You may have read about our friend Sally, who passed away on July 31st of this year. She lived alone in her own home, until the final four days of her life, while she was actively dying. She had dementia and was fiercely independent. Our team had the privilege of helping her live life her way, and die her way. She experienced a sense of autonomy over her own life, even when what she really had was 24/7 supervision and many hours of DAWN Dementia-Specialist care and companionship.
It only worked because we knew how to use the DAWN Method, and we are so grateful that it worked because it helped us give her such personal gifts.
Time and time again, the DAWN (Dementia and Alzheimer’s Well-being Network) Method works.

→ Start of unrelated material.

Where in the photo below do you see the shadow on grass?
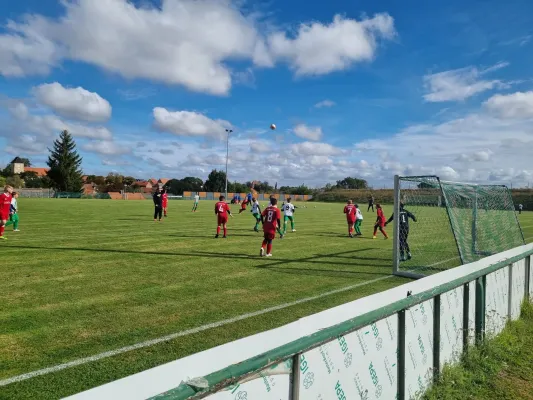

I have analyzed it with my evidence-based professional eyes and mind, and there is not one part of the method that does not work.
Here’s why:
*The seven tools of the DAWN Method help us meet the unique emotional needs of people living with dementia, people who have cognitive skills that are changing.
*When emotional needs are met, people living with dementia have far fewer reasons to have a response, what society labels a “behavior.”
*When we understand, then, how to meet the unique emotional needs of those living with dementia, we are reducing and preventing “behaviors” so that we are not forever responding to “behaviors.”
*This all works because the DAWN Method teaches us how to manage the environment in a way that becomes dementia-supportive. This dementia-supportive environment helps people with dementia feel safe and secure and continue to enjoy well-being…until they breathe their last breath.
*It is a strength-based approach because we focus on what cognitive skills folks continue to have, all the while understanding, supporting, and accepting the skills they are losing.
*The DAWN Method helps us understand anosognosia, which is a game-changer in our approach to dementia. Understanding anosognosia and how it necessarily impacts our approach is an important contributor to success, or failure, in dementia care.
My team and I skillfully use what we have learned through the DAWN Method daily in our work in DAWN Dementia-Specialist home care. And in the process of bringing the right kind of care to others, we, too, receive the gifts of joy, hope, meaning, success, and well-being.